Prior to the pandemic, the Fed emphasized full employment and tolerated a modest inflation overshoot. It seems reasonable to assume they’ll swing too far the other way now. Because inflation is the Fed’s focus, it’s likely unemployment will miss to the upside.
There’s little to fault so far in the current tightening cycle other than its tardiness. But the FOMC exhibits the weakness of committees in that they’re slow to reach a consensus and because of this they’re slow to reach a new one. Crisp decision making is not a hallmark of Powell’s FOMC.
Fed critics are increasingly numerous and will become more vocal as rates rise. The actionable conclusion from this analysis is to bet that yields on 2024-25 short term interest rate futures will rise towards the blue dots. This FOMC wants to compensate for their inflation mistake by snuffing it out reasonably quickly. Their SEP says as much. The risk, as in most tightening cycles, is that they’ll overshoot and cause a recession. Achieving the benign combination of modestly rising unemployment with declining inflation remains an inordinately optimistic outcome.

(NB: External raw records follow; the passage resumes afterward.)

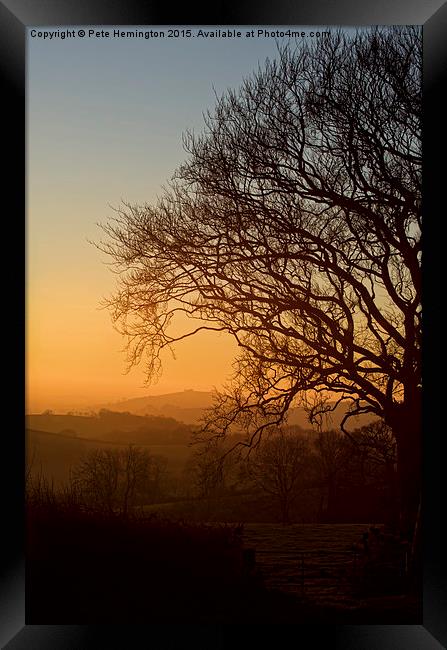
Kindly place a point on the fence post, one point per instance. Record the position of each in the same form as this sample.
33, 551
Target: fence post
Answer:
302, 574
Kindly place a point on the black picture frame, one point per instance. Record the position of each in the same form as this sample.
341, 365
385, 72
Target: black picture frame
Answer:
15, 17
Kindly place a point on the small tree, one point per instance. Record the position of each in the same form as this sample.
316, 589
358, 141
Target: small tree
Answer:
278, 467
116, 479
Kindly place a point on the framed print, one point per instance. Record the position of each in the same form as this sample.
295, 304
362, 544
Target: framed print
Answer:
232, 412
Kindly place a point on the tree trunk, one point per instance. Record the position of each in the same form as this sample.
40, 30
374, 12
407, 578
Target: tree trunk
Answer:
406, 424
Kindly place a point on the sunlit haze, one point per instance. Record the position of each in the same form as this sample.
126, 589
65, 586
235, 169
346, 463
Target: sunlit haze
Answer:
105, 122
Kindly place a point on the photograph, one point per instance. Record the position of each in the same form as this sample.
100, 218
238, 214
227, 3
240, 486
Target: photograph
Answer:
224, 324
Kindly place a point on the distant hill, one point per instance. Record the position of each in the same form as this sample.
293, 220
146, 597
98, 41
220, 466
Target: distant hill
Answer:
188, 406
114, 427
54, 454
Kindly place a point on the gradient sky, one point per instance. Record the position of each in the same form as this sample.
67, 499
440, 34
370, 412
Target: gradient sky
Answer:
104, 123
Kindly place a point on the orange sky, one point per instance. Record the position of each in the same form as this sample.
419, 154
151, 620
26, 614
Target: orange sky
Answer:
104, 124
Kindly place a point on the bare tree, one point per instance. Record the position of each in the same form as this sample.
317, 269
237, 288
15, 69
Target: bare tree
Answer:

Last Sunday we showed how the inflation stats rely on a lagging measure of home prices to calculate shelter inflation (see The Fed Is Misreading Housing Inflation). Owners’ Equivalent Rent (OER), is a survey that asks what homeowners believe they could rent their home for as a way to measure inflation in the cost of shelter, the service that a home provides. Shelter inflation was an important factor in the recent high CPI report. When asked, Chair Powell said, “I think that shelter inflation is going to remain high for some time. We’re looking for it to come down, but it’s not exactly clear when that will happen… So I think on shelter inflation you’ve just got to assume that it’s going to remain pretty high for a while.” Later he referred to the “red hot housing market” adding that, “we probably in the housing market have to go through a correction.”
This acknowledges the problem in using OER. It’s a non-cash item that lags the housing market but constitutes 31% of the CPI. The PCE deflator also uses OER but assigns a lower weight to shelter than does the CPI. It was interesting that Powell expects shelter inflation to remain high – it would seem an odd view to hold unless he’s also aware that OER lags the actual cost of housing.
There are increasing signs of softness in home prices, with rising mortgage rates being the culprit. Data from Zillow shows prices in San Francisco and Los Angeles both dropped 3.4% in the past month. Just as they missed the booming housing market because OER was slow to react, the Fed is likely to assess higher than actual inflation as OER lags on the way down. Mike Cembalest at JPMorgan recently wrote that “housing is imploding.”
I don’t think the Fed knows how to process information about house prices as it relates to inflation.
Another illuminating comment from Powell on the rate cycle was, “…you want to be at a place where real rates are positive across the entire yield curve.” Presumably a positive yield on ten year TIPs would suffice for the long end, but it’s unclear whether this means the Fed funds rate must be higher than current inflation, or simply above near-term inflation expectations.
At some point we’ll find out. For now monetary policy is being led by a group that, while not conceding one large policy error is nonetheless focused on avoiding a second one.